En 2019, l'administration fiscale a recouvré pour près de 10 milliards d'euros, dont 9 milliards récupérés via les contrôles fiscaux réalisés auprès des particuliers et des entreprises, en hausse de 16,3% par rapport à 2018.

"Aucun passe droit, aucune indulgence, juste la loi", a promis M. Philippe, en évoquant "des sommes tout à fait importantes, des dizaines de milliards, qui échappent au budget de l'Etat et de la Sécurité sociale".

Dans un rapport publié en décembre dernier, la Cour des comptes, mandatée par Matignon pour évaluer l'ampleur de la fraude, avait pointé le retard de la France en la matière et notamment une "modestie de l'impulsion interministérielle". Elle s'était dite aussi incapable de chiffrer l'ampleur du phénomène. Le gouvernement avait jugé le constat "très sévère", mais promis de remédier à ces lacunes.

Selon Edouard Philippe, il faut désormais une "coopération sans faille", une coopération "opérationnelle" entre les différents rouages de l'administration.

Le gouvernement va ainsi créer des groupes thématiques pour mieux faire travailler ensemble les différents services fiscaux, d'enquêtes et les juridictions financières. Ils concerneront notamment la TVA, le commerce en ligne, le travail illégal ou encore les sociétés éphémères frauduleuses.

Le Premier ministre a aussi demandé à l'Institut national de la statistique (Insee) de "prolonger" les travaux de la Cour des comptes sur l'évaluation de la fraude, promettant un point à l'automne.

- 9 milliards récupérés -

Accompagné du ministre des Comptes publics Gérald Darmanin et de la ministre de la Justice Nicole Belloubet, Edouard Philippe s'est félicité des bons résultats de la lutte contre la fraude fiscale l'an dernier.

"Nos efforts portent leurs fruits. Neuf milliards, c'est l'équivalent du budget du ministère de la Justice", a salué Edouard Philippe. "C'est un milliard de plus qu'en 2017 et 2018, donc un milliard de moins dans la poche de ceux qui ne respectent pas la loi."

530 millions sont également venus d'amendes pénales versées par le géant internet Google (500 millions) et la société d'investissement Carmignac Gestion (30 millions), via deux conventions judiciaires d'intérêt public (CJIP).

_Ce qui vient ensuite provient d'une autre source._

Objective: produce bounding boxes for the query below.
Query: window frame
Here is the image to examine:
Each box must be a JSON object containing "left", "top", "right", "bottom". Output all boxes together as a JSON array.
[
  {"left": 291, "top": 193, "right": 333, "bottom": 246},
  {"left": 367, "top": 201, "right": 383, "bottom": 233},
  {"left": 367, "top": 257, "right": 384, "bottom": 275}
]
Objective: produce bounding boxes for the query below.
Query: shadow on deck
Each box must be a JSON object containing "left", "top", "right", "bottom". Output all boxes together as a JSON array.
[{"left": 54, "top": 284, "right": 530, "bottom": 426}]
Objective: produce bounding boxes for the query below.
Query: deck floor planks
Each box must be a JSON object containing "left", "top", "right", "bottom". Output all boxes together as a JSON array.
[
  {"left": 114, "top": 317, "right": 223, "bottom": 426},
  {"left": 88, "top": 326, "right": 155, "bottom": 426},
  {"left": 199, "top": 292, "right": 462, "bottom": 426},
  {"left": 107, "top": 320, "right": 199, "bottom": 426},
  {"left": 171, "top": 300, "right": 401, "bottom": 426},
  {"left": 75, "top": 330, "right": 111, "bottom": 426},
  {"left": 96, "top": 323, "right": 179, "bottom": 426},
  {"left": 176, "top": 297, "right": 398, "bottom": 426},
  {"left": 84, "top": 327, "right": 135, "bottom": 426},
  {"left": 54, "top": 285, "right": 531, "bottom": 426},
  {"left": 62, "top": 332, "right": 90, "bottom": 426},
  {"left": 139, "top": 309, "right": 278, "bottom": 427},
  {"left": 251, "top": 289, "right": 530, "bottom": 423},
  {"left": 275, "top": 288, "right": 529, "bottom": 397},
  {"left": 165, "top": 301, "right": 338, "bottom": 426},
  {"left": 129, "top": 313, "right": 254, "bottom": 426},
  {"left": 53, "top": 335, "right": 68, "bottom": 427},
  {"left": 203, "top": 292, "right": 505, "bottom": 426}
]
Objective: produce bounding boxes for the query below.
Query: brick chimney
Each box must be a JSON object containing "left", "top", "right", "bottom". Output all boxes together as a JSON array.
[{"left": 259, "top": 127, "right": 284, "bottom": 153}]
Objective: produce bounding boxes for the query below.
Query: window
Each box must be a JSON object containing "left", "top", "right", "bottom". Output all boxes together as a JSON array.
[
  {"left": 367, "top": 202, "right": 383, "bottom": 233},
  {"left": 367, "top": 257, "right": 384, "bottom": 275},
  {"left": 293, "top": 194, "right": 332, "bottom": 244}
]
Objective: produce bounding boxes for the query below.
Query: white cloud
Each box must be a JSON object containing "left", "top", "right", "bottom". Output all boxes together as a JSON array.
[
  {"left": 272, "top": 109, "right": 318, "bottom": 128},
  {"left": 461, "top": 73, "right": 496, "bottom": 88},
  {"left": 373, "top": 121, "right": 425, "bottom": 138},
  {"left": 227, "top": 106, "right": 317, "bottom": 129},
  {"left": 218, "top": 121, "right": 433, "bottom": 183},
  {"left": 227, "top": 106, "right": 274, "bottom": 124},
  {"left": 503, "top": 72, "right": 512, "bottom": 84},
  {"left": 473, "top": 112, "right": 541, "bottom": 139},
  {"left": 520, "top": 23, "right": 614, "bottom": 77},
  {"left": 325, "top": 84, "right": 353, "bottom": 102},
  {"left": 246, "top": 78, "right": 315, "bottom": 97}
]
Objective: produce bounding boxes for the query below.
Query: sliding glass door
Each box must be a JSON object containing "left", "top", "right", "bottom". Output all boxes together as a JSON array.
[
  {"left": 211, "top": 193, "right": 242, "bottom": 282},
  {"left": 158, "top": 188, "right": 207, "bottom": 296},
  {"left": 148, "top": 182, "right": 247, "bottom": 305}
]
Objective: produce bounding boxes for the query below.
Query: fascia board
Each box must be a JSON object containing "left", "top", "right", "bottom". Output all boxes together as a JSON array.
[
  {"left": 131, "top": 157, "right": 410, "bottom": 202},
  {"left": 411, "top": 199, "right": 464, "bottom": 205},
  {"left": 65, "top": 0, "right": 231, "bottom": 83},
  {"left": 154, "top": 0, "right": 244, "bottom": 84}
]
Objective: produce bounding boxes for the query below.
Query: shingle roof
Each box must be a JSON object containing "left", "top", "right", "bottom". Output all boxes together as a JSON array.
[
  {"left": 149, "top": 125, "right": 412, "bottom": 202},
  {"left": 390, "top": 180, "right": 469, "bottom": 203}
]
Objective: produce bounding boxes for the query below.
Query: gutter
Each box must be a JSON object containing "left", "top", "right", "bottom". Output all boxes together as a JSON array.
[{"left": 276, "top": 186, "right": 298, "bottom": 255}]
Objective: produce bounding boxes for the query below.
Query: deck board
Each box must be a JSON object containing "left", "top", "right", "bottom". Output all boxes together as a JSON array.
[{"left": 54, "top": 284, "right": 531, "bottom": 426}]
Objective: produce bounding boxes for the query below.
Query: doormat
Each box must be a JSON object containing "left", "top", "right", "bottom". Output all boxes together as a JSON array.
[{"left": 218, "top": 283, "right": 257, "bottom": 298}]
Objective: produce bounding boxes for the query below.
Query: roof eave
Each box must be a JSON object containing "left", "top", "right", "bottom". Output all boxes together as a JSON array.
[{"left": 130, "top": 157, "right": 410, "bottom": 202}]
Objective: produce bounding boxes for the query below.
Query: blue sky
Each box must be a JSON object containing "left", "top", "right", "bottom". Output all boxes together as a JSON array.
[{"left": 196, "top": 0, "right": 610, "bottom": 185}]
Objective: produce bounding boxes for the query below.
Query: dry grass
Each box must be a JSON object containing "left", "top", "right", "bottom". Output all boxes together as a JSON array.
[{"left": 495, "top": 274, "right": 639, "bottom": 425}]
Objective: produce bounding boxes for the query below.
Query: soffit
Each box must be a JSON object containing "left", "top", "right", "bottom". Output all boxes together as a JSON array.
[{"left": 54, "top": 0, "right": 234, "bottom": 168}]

Ce nouveau dispositif permet à une entreprise de négocier une amende sans procès et sans passer par une procédure de "plaider coupable".

Enfin, le service de traitement des déclarations rectificatives, qui gère notamment la régularisation des comptes à l'étranger, a encaissé 358 millions d'euros.

Pour expliquer ces résultats, les ministres ont mis en avant les mesures prises depuis le début du quinquennat, en particulier la loi anti-fraude votée en 2018, qui a par exemple élargi le mécanisme du "plaider coupable" au domaine fiscal ou instauré depuis l'été dernier une "police fiscale" chargée de lutter contre la délinquance fiscale.

La loi a surtout assoupli le "verrou de Bercy", un dispositif qui donnait à l'administration fiscale le monopole des poursuites en cas de fraude. Désormais, elle est obligée de transmettre à la justice les faits de fraudes supérieures à 100.000 euros.

Le gouvernement a aussi renforcé le contrôle des fraudes réalisées par des entreprises qui vendent des produits sur les plateformes en ligne. Et à partir de 2021, ces plateformes seront redevables de la TVA pour les vendeurs qui les utilisent, pour une partie des transactions.

Un projet controversé d'exploitation des données publiques des particuliers sur les réseaux sociaux est également sur les rails. Critiqué par la Cnil, gendarme français de la protection des données, et amendé par le Parlement, le procédé devrait être expérimenté, une fois validé par la Cnil et le Conseil d'Etat, d'ici la fin de l'année.

Par ailleurs, le déplafonnement des indemnisations attribuées aux aviseurs fiscaux qui dénoncent des faits de fraude pourrait inciter plus d'informateurs à se rapprocher du fisc.